Italy’s online gamblers were preoccupied with ping-pong during their pandemic lockdown, according to a local operator.
New data issued by Italian gaming operator Lottomatica’s so-called Lottomatica Betting Observatory showed that table tennis accounted for over half (52%) of wagers made on Lottomatica.it during the COVID-19 shutdown of Italian retail operations. Ping-pong, led by the Liga Pro and Setka Cup, claimed five of the lockdown’s top-10 betting markets.
Despite the shutdown of Serie A, the English Premier League, Bundesliga et al, football still claimed a 34% share of lockdown betting, thanks mainly to those asymptomatic all-stars in the Belarusian Premier League. Volleyball was well back in third place with 5%, narrowly beating out tennis and basketball (4% each), while all other sports combined for just a 1% slice of the pandemic pie.

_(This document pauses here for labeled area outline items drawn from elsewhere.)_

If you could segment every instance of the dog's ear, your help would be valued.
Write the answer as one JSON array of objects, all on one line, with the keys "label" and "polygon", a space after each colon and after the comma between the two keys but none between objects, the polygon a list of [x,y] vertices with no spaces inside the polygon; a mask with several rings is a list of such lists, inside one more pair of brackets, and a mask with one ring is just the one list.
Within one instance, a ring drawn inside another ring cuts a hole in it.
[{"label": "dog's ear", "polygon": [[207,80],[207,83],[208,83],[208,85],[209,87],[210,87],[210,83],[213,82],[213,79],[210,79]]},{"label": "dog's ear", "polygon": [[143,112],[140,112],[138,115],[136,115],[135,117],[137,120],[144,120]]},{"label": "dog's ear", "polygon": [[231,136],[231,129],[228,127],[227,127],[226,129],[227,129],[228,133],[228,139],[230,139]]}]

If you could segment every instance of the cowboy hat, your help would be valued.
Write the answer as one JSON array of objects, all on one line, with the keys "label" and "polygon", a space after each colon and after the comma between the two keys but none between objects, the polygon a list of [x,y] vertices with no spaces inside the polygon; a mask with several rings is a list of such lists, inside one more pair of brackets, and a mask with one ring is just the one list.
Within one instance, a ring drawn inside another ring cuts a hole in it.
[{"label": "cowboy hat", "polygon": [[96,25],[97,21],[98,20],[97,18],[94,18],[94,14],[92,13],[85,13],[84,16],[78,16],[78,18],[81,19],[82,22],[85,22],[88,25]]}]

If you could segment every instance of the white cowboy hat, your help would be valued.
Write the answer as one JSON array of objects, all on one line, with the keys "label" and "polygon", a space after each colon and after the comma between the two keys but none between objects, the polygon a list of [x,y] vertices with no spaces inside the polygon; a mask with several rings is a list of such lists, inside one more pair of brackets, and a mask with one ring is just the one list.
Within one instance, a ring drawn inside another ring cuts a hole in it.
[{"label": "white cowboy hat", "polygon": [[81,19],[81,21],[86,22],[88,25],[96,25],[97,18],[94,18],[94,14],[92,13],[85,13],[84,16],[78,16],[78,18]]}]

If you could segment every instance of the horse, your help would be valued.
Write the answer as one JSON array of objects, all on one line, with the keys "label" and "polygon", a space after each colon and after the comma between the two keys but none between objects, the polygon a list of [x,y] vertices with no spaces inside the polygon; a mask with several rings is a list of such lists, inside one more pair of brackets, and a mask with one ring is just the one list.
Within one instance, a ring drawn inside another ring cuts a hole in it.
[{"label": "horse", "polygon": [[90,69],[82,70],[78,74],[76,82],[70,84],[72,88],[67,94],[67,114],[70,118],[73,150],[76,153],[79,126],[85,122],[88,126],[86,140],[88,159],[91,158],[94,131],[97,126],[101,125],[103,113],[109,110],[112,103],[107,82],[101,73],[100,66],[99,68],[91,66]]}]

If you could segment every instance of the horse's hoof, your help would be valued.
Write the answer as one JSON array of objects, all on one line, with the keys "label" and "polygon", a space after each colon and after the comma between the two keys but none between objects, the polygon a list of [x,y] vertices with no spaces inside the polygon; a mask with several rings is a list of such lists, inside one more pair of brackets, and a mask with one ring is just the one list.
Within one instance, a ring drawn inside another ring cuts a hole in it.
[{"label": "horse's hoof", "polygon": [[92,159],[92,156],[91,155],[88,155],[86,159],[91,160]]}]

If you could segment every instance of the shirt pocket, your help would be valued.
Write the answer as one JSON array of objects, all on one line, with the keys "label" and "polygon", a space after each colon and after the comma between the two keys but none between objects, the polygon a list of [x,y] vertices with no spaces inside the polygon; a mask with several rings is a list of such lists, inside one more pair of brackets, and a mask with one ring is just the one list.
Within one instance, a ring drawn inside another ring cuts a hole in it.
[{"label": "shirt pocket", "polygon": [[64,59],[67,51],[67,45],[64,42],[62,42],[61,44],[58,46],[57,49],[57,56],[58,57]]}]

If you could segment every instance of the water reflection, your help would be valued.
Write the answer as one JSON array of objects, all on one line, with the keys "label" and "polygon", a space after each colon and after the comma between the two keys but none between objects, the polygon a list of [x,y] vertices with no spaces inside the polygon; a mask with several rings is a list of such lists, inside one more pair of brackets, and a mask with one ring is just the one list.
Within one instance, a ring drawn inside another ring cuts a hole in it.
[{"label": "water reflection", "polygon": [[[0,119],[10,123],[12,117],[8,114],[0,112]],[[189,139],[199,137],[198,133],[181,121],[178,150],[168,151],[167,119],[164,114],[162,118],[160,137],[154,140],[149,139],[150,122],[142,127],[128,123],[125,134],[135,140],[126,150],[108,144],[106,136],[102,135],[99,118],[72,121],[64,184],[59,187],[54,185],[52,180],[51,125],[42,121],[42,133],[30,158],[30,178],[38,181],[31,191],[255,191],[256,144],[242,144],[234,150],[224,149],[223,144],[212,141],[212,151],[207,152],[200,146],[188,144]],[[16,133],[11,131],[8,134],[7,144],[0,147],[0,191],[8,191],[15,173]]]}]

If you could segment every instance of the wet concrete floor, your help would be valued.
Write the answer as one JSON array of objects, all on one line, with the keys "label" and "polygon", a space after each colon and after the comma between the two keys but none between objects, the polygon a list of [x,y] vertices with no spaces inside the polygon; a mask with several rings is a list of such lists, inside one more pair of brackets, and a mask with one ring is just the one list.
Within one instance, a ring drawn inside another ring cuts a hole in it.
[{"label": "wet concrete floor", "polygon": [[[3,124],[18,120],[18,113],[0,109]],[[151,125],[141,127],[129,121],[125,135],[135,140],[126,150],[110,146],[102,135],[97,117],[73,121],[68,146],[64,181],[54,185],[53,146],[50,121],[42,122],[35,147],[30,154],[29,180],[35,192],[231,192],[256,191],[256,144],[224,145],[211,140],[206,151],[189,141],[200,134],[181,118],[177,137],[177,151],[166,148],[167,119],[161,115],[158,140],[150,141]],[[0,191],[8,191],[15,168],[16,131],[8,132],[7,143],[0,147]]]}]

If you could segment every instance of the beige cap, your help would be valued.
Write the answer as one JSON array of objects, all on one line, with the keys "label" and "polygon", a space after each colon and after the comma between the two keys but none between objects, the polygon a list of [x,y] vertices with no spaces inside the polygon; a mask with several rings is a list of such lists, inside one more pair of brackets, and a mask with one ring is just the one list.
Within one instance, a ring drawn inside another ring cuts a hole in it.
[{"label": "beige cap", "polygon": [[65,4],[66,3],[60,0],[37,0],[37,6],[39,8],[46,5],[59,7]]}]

In demographic terms, the lockdown punter was overwhelmingly male (90%) and neatly split between the 25-40 age demo (42%) and those aged 40-55 (41%). Sadly for anti-gambling types, the lockdown proved not to be a great spoiler of youth, as those in the 18-25 age group accounted for just 6% of pandemic wagering, around half the 11% claimed by those in the 55+ demo.
Meanwhile, Italy’s Ministry of Finance has offered a snapshot of the hit the gaming sector – as well as the government’s tax coffers – took from COVID-19. Over the first five months of 2020, sector-wide gaming revenue totaled €3.84b, a drop of 41.4% from the same period last year. Lotteries were off 41.7%, gaming machines plunged 46.4% and other gambling products slid 28.8%.
Despite Italy’s sports betting operators having been dealt a double-whammy via the closure of retail operations and the shutdown of most major league play, Italy’s government intends to claw back some of its lost tax revenue by forcing bookmakers to pay an additional 0.5% tax on betting turnover through the end of 2021.
Meanwhile, Italy’s beleaguered retail operators – who were already struggling long before the pandemic – have finally begun reopening their shops, albeit with limited capacity. But if Italy’s government keeps viewing the gambling sector as an all too convenient ATM, the next wave of retail closures will be permanent.